Invia gli apostoli, che sono dodici, al nuovo Israele messianico, come dodici erano stati i patriarchi delle tribù dell’antico Israele. Non sono scelti tra i sacerdoti, gli scribi e i farisei, gli specialisti della religione, ma tra i pescatori e la povera gente, o tra gli esclusi dalla società, come “Matteo il pubblicano”, e già appare l’ombra della croce, con “Giuda l’Iscariota, colui che poi lo tradì”.
Li prepara: “Diede loro potere sugli spiriti impuri per scacciarli e guarire ogni malattia e ogni infermità”. Dovranno affrontare l’opposizione di tutti coloro che resistono al progetto del Regno, perché ne hanno uno diverso. E poi indica loro la missione, di proclamare e curare: “Predicate, dicendo che il regno dei cieli è vicino. Guarite gli infermi, risuscitate i morti, purificate i lebbrosi, scacciate i demoni”: dovranno essere messaggeri della compassione di Dio e di un nuovo progetto di vita, “il regno dei cieli”, come già aveva annunciato lui stesso, sanando le numerose ferite della società. Il “regno” non indicherà uno spazio o un territorio, ma una maniera di essere, in cui Dio sarà riconosciuto come re, nella realizzazione di una vita trasformata dall’amore verso gli altri. Sono inviati inizialmente ai vicini, solo “alle pecore perdute della casa d’Israele”.
Sarà “una donna cananea”, pagana, che aprirà poi a Gesù un orizzonte più universale: “I cagnolini mangiano le briciole che cadono dalla tavola dei loro padroni” suggerirà la donna al Maestro: c’è pane per tutti, non c’è discriminazione fra i popoli, tutti chiamati alla piena umanizzazione che il progetto di Gesù propone.
L’invio per una missione destinata a tutta l’umanità prenderà corpo solo più tardi, come frutto della Pasqua: “Andate dunque e fate discepoli tutti i popoli”. È possibile un modo diverso di vivere, creando fraternità, giustizia, uguaglianza, pace.

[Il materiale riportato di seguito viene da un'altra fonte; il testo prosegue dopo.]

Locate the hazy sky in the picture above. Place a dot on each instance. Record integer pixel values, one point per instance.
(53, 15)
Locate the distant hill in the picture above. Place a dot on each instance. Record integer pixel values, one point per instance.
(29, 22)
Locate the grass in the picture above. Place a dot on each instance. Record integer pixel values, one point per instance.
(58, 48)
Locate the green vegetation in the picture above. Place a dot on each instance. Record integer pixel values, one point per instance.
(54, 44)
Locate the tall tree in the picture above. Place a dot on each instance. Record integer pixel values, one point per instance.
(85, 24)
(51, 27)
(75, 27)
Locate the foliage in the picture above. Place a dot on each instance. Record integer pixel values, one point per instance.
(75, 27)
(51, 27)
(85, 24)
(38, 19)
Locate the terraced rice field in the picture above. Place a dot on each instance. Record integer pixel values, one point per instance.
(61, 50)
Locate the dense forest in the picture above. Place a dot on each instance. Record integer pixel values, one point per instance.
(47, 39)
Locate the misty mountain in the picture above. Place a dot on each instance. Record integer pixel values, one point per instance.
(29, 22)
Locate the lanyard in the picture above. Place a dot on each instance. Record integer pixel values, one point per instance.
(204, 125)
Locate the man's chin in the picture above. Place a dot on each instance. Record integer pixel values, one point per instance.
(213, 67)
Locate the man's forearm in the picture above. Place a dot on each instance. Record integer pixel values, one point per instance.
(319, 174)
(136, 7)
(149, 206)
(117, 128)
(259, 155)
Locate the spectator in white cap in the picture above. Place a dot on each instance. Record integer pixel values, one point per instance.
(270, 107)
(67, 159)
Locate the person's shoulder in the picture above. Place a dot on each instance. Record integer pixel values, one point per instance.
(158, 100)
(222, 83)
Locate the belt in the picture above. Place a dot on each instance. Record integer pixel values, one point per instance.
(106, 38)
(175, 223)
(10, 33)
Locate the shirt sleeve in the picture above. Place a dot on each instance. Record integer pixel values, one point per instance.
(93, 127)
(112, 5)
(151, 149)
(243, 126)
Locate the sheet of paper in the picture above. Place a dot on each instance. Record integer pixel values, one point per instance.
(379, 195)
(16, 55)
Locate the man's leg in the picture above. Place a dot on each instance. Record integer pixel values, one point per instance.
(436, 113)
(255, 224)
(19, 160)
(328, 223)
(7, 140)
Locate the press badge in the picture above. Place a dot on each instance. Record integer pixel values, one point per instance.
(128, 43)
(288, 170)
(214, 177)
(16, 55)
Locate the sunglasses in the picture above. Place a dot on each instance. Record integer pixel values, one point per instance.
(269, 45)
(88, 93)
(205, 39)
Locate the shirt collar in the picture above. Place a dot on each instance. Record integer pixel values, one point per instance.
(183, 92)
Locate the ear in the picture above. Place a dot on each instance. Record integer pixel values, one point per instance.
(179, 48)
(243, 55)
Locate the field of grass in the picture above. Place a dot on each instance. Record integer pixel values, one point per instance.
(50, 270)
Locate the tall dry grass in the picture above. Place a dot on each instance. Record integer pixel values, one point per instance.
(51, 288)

La logica della missione non sarà di certo ispirata dalla logica comune della società: sarà una logica creativa, un “pensiero divergente”. Nella società tutto si compra e si vende, chi dà lo fa per ricevere, anche nell’ambito religioso. Lo stesso rapporto con Dio ha spesso la caratteristica di un buon affare. Si offrono a Dio preghiere e sacrifici per avere in cambio i suoi favori. Gesù invece esige un rapporto inaudito: “Gratuitamente avete ricevuto, gratuitamente date”.

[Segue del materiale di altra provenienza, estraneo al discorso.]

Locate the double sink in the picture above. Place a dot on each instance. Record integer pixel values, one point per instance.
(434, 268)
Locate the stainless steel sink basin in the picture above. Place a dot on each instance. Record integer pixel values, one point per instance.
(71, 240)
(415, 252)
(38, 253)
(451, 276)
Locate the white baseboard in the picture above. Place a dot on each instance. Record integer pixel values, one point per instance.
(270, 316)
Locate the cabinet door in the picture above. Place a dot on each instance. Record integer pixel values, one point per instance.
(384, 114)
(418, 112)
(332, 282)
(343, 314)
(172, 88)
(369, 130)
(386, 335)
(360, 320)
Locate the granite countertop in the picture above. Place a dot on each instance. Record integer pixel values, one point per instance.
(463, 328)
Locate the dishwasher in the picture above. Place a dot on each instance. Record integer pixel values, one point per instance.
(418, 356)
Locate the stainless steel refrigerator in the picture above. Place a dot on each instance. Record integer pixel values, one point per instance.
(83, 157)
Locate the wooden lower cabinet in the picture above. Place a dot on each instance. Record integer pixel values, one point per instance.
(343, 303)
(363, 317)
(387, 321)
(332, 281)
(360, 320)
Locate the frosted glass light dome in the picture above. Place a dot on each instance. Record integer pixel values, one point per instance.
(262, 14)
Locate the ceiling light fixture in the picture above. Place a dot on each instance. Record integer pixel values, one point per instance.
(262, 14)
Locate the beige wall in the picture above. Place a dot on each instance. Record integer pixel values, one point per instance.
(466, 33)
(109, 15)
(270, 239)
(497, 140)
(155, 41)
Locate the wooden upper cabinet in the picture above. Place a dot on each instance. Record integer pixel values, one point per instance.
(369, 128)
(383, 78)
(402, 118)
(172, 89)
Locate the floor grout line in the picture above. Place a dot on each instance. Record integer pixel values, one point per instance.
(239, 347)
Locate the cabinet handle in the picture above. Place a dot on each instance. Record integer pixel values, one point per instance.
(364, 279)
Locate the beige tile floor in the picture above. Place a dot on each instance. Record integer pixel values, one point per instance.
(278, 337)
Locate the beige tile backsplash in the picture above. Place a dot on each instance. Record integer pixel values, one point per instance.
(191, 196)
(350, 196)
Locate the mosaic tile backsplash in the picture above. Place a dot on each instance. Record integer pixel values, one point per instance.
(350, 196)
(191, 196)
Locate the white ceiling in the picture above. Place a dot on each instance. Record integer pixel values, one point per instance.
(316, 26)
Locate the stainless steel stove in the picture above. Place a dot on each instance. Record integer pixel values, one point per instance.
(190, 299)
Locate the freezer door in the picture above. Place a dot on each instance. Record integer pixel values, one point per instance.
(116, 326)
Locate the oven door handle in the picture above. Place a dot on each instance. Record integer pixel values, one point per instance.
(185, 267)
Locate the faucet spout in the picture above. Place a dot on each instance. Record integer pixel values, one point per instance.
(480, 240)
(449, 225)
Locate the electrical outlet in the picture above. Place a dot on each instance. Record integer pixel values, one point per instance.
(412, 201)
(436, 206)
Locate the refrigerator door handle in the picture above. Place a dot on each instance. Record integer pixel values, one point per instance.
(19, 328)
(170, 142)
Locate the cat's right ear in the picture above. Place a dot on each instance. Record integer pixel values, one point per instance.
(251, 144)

I discepoli non erano stati scelti per le loro qualità e i loro meriti, eppure Gesù andava confidando loro i segreti del regno di Dio e li metteva a parte della sua missione. Avevano ricevuto tutto “gratuitamente”. Allo stesso modo dovranno dare gratuitamente. Non sarà facile per loro mettere in pratica questa indicazione di Gesù. Avranno però sempre nella memoria l’immagine del buon pastore, che non solo non approfitta delle sue pecore, ma dà la sua vita per loro.
Solo entrando nella logica della gratuità e del dono, si potrà capire qualcosa del grande Mistero che chiamiamo Dio, che anima il mondo con la forza dell’amore.